The story begins promisingly enough, with Little Bee, a Nigerian immigrant to the UK, being 'released' from the immigrant detention centre along with a few other women. She has only one place to go - the home of a white man she had met on a beach in Nigeria - and you want to find out the whys and hows of the matter because everything's just plain odd.

Then you realise the chapters alternate between the voice of Little Bee and that of the white man's wife, Sarah, a woman who's supposed to be a magazine editor (complementing her husband's career as a journalist oh-so-nicely), whose 'love' for her Batman-playing son rings false, and whose sympathy for Little Bee never feels believable either.

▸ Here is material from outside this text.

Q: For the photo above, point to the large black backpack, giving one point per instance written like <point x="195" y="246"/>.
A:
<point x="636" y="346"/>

The whole time I was reading this book, I couldn't help questioning my own reading preferences - if I would only read books about the developing world that were written by people who'd lived there or been immersed in that society for a while. I am not surprised to learn that Cleave is a journalist. Even what were intended to be the most affecting scenes of the book remained oddly clinical... and while I get that part of the point is to highlight the gap between the white woman's self-centredness and the vastness of the problems Africa is grappling with, the fact that this was written from an essentially white perspective made everything feel presumptuous and condescending to me.

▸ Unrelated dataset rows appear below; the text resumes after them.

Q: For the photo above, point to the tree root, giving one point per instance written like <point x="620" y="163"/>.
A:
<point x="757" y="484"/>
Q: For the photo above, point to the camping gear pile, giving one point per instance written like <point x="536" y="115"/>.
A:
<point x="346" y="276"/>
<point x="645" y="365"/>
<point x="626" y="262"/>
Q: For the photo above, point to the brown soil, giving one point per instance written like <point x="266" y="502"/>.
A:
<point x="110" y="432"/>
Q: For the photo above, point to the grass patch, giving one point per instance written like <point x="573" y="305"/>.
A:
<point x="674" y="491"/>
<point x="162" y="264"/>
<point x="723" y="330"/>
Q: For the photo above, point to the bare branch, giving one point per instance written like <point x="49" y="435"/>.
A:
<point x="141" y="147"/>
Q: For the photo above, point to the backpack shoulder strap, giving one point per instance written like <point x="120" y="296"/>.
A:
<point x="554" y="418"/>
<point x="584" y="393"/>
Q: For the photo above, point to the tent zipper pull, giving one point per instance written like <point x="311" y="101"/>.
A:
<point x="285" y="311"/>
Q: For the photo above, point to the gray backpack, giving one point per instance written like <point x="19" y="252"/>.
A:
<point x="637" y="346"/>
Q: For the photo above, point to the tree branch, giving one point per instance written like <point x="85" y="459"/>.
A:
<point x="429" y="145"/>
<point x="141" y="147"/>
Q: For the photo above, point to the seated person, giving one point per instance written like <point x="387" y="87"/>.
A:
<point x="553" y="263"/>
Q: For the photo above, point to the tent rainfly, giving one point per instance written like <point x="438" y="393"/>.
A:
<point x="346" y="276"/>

After all, Andrew was supposed to be a hotshot journalist. How could you expect the reader to believe that he'd acquiesced to his wife's suggestion to visit Nigeria for a beach holiday on a last-minute whim? If Cleave had meant to highlight the blustering ignorance of the white populace, would it perhaps not have been better to have chosen a different profession for Andrew instead of wanting the best of all worlds - the worldliness and cynicism of the 'seasoned journalist' as well as the shock factor of armed soldiers with festering wounds appearing at a beach resort?